The cellphones were broken down into five color-coded networks – red, green, blue, yellow, and purple. The phones in each network were used for specific aspects of the assassination plot, the prosecution alleges. For example, the eight “red” phones were activated on Jan. 5, 2005, and were used by Mr. Ayyash and other as yet unidentified figures for surveillance of Hariri’s movements in the month before he died.

The “green” network consisted of three phones activated on Sept. 30, 2004, and last used about one hour before the bomb blast on Feb. 14. The prosecution alleges that Mr. Badreddine, a senior figure in Hezbollah’s security apparatus who is accused of being in charge of the plot, used his “green” phone to communicate with Mr. Ayyash, who is said to have coordinated the assassination team and been responsible for the bomb construction.

“The evidence, including a considerable amount of telecommunications data, leaves marks behind concerning the true identities of the perpetrators,” Mr. Farrell said.

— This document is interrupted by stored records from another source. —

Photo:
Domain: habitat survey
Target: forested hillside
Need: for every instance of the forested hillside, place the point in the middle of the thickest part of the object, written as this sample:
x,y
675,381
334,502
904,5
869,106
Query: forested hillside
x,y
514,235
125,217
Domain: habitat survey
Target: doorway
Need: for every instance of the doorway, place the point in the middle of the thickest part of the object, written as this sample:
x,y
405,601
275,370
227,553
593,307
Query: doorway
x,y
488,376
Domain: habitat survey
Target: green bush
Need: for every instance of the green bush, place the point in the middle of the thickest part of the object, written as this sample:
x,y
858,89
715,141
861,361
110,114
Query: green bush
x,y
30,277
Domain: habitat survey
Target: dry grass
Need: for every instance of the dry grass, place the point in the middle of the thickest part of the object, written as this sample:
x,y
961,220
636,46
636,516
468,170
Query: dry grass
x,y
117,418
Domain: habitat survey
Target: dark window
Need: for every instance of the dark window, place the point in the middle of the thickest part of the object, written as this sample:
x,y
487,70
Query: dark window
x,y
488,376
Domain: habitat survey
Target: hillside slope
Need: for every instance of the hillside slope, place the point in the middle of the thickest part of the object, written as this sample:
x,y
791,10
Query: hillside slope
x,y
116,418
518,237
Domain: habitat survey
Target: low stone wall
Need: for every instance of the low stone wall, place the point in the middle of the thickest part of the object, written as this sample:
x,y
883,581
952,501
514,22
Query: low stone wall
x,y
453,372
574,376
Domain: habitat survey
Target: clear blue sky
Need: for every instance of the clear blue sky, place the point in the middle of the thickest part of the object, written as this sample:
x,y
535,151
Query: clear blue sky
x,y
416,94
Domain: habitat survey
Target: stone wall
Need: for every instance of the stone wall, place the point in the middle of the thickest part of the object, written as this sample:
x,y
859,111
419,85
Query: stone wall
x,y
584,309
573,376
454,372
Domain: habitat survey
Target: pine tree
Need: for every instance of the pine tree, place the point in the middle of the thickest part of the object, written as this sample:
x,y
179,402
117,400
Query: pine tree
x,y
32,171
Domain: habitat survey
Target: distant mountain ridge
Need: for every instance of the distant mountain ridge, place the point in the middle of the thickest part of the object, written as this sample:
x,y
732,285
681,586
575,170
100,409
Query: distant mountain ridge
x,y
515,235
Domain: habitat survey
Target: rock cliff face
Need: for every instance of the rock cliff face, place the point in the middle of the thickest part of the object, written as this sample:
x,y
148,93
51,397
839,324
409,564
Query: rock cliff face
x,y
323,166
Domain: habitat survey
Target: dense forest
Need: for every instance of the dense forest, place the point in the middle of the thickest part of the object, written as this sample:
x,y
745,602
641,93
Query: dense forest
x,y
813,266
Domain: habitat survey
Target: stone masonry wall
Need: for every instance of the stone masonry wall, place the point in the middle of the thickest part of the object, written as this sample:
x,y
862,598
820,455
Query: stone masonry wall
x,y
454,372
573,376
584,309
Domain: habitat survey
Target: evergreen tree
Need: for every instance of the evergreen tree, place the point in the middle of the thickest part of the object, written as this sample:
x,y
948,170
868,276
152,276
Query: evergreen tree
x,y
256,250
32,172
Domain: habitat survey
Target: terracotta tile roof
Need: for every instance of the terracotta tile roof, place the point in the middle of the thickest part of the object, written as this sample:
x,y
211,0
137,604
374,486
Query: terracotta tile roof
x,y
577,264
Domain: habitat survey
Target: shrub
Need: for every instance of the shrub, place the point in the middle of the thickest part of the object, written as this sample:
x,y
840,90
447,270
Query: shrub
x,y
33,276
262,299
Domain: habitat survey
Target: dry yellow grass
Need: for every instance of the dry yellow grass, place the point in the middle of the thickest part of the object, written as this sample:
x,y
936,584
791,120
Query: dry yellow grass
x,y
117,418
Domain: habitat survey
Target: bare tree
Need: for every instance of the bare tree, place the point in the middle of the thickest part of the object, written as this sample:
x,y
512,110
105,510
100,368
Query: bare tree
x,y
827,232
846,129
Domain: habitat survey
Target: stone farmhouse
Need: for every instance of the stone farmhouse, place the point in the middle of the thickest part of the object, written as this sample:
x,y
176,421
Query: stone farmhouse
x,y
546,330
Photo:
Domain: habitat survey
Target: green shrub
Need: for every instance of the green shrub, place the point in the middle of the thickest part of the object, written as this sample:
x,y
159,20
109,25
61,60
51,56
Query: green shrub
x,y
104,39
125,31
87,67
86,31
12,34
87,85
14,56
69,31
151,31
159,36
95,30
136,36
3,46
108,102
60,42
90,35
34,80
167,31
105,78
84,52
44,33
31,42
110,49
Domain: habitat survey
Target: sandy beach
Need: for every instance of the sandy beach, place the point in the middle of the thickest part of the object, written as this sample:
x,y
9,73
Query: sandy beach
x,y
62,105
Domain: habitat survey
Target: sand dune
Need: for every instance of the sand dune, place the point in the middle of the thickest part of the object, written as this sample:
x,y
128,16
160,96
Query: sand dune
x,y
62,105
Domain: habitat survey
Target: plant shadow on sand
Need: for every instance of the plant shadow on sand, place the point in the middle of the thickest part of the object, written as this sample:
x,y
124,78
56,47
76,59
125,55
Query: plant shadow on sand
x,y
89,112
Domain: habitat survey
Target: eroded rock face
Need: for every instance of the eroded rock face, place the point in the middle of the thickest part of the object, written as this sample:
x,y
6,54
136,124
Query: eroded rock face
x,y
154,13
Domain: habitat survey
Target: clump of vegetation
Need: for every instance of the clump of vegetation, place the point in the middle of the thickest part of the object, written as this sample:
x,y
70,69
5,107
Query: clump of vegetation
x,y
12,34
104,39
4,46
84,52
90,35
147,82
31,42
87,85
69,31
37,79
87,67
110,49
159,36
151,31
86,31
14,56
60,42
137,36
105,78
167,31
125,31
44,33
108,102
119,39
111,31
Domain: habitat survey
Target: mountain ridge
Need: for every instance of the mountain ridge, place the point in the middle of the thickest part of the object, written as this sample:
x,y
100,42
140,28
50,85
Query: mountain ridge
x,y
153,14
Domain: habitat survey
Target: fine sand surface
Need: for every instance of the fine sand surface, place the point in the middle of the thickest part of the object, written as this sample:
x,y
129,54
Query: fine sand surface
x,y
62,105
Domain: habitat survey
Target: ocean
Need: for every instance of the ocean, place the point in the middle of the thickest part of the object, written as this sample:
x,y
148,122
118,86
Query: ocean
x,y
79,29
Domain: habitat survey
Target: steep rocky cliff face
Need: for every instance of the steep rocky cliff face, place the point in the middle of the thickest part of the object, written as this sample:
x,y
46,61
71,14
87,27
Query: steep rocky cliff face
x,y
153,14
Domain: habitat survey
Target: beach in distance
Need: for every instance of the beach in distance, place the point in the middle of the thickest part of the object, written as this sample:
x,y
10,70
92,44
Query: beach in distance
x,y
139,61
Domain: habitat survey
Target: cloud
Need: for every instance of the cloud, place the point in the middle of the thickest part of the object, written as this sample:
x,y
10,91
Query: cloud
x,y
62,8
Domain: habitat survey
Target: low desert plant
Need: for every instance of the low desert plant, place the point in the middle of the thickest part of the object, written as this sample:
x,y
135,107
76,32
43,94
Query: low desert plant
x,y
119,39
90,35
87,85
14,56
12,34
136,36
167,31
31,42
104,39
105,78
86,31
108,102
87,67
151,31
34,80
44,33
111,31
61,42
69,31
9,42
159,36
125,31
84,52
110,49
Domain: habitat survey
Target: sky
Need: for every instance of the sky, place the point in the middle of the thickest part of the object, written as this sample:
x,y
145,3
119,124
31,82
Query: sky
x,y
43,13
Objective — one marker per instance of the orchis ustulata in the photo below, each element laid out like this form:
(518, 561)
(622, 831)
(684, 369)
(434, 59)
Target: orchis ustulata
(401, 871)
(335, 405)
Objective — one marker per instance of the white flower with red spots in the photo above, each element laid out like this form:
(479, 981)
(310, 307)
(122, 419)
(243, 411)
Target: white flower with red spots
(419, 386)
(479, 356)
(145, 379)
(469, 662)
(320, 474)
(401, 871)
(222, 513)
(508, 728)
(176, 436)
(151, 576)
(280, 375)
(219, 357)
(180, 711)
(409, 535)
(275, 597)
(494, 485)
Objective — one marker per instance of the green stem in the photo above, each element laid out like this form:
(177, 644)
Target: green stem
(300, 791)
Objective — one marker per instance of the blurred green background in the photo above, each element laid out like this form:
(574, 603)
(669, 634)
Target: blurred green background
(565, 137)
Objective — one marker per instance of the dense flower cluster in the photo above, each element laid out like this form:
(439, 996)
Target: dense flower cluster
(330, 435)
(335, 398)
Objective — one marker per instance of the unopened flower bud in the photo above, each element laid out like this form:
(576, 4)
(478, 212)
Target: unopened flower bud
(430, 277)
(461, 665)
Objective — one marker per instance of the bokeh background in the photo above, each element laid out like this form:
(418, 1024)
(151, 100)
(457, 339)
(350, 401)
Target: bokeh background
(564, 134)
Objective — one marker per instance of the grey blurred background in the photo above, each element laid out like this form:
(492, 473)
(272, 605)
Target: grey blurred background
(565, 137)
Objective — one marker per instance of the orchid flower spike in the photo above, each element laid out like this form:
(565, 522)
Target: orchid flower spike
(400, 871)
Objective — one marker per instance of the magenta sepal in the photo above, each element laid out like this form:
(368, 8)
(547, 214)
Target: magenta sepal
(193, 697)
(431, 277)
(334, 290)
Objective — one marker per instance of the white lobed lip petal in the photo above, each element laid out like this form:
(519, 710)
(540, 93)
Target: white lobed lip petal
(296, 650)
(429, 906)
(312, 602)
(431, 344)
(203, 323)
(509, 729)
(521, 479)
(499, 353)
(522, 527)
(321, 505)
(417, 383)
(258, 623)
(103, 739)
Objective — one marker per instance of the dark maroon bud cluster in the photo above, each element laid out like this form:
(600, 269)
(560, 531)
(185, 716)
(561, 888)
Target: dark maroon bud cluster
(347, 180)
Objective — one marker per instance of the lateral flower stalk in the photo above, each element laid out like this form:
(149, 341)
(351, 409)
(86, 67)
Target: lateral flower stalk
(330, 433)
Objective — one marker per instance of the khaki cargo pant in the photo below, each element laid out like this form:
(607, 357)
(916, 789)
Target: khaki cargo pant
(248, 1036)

Hariri and Nasrallah, confidantes?

What is left unsaid is Hezbollah’s motive in wanting Hariri dead, a question that the prosecution is not obligated to answer.

In the months before his death, even as his relations with the Syrian leadership were deteriorating, Hariri got together at least once a week with Sheikh Hassan Nasrallah, Hezbollah’s leader, in a series of secret meetings that only became public after the assassination. Sipping coffee and snacking on fruit, the two men discussed a range of issues related to Lebanon, Syria and the broader Middle East, finding common ground on many issues, according to Hariri’s aides. Hariri, a businessman who preferred compromise over confrontation, even agreed with Nasrallah that he would not seek the dismantling of Hezbollah’s powerful military wing out of a concern that such a move could destabilize Lebanon.

In their last meeting, held just three days before Hariri’s death, Nasrallah told the former premier that he was sending an emissary on Feb. 14 to Damascus to attempt a rapprochement with Bashar al-Assad, the Syrian president. It was a favor to Hariri after he reached out the previous month to his close friend, then-French President Jacques Chirac, to persuade him to oppose a move by the European Union to list Hezbollah as a terrorist organization.

Hariri’s preference for cutting deals to resolve problems made him more of a potential asset than a threat to Hezbollah, which in 2005 was under mounting domestic and international pressure to disarm.

Caveats

Furthermore, Hezbollah, which is supported by Iran and Syria, was not strong enough in 2005 to unilaterally undertake an assassination that was likely to have strategic consequences for its backers, analysts say. And even if the four Hezbollah men are found guilty after what is likely to be many months of judicial proceedings, they are likely to still be free, and the identity of those that ordered Mr Hariri’s assassination will remain unknown, making a successful prosecution only a symbolic legal victory. The four men are being tried in absentia because Hezbollah has refused to hand them over and the Lebanese government lacks the strength to force them.

The prosecution is pressing its case against the four indicted individuals and not Hezbollah as an organization. The accused are described in the indictments as being “supporters” of Hezbollah because their membership in the organization cannot be proven. That legal distinction allows the prosecution to sidestep answering why Hezbollah as an organization might have wanted to kill Hariri. Still, the stipulation means little to Hezbollah’s opponents in Lebanon, who firmly believe that the organization is essentially on trial.

“With these [four] men, Hezbollah will be directly accused,” says Ahmad Hariri, nephew of Rafik and secretary-general of the Future Movement, a Sunni political party founded by the slain ex-premier. He added that Iran and Syria were to blame for the assassination because Tehran wanted to establish a “Persian crescent” across “Iraq, Syria, Lebanon, and Palestine.”

“There was a strong man in Lebanon [who could have halted the plan] and that was Rafik Hariri, and they wanted him killed and out of the political scene,” he says.